Escolha é estratégica após o 'lançamento' das candidaturas de Aécio Neves e Geraldo Alckmin à presidência em 2018

PEDRO VENCESLAU - O ESTADO DE S. PAULO


Depois que o senador Aécio Neves e o governador Geraldo Alckmin foram “lançados” como pré-candidatos presidenciais por seus correligionários em Minas e São Paulo, o PSDB escolheu Brasília como campo neutro para a convenção nacional. 

A previsão inicial dos organizadores era de que 500 pessoas estariam no evento, mas na contabilidade final esse número saltou para 2 mil tucanos na “festa da unidade”, entre eles todos os governadores, deputados, senadores e dirigentes da sigla. 

Para garantir uma reeleição tranquila, Aécio aceitou todas as exigências feitas pelos emissários de Alckmin. Os paulistas emplacaram três nomes diretamente ligados ao governador em cargos estratégicos na máquina partidária: o deputado federal Eduardo Cury, que atuará na montagem dos palanques municipais do PSDB em 2016; o deputado Silvio Torres, que será secretário-geral; e o suplente de senador José Aníbal, que presidirá o Instituto Teotônio Vilela.

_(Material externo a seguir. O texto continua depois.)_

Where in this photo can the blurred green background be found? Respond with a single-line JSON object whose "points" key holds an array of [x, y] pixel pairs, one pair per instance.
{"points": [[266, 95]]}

O ex-governador paulista Alberto Goldman foi escolhido para permanecer em uma das vice-presidências do PSDB. 

O Estado governado por Alckmin conta com a maior “bancada” da convenção. São 100 delegados dos 500 presentes. Aécio ficará no cargo até maio de 2017, quando terminará o armistício tucano. O sucessor do senador mineiro controlará a máquina partidária e comandará a montagem dos palanques regionais para a disputa presidencial de 2018. 

Relógio. O cerimonial do partido fez um roteiro sob medida para contemplar seus maiores caciques. Os governadores terão entre 2 e 5 minutos para falar. O ciclo será fechado por Alckmin, que não precisará olhar o cronômetro.

O governador, aliás, chegará a Brasília com o senador José Serra para sinalizar a “unidade paulista”. Depois de Alckmin, será a vez de o ex-presidente Fernando Henrique Cardoso usar a palavra. Ele ficará estrategicamente postado entre Alckmin, Aécio e Serra. O mineiro fechará o evento com um discurso duro contra a presidente Dilma Rousseff, pontuado por recados e sinalizações. 

Aécio anunciará a carta de princípios do partido como um aceno para a “velha guarda”, mas deixará uma porta aberta para radicalizar o discurso contra o PT. Com o mote “oposição a favor do Brasil”, ele deve finalizar sua fala exaltando a unidade partidária, que será simbolizada pela formação do palanque.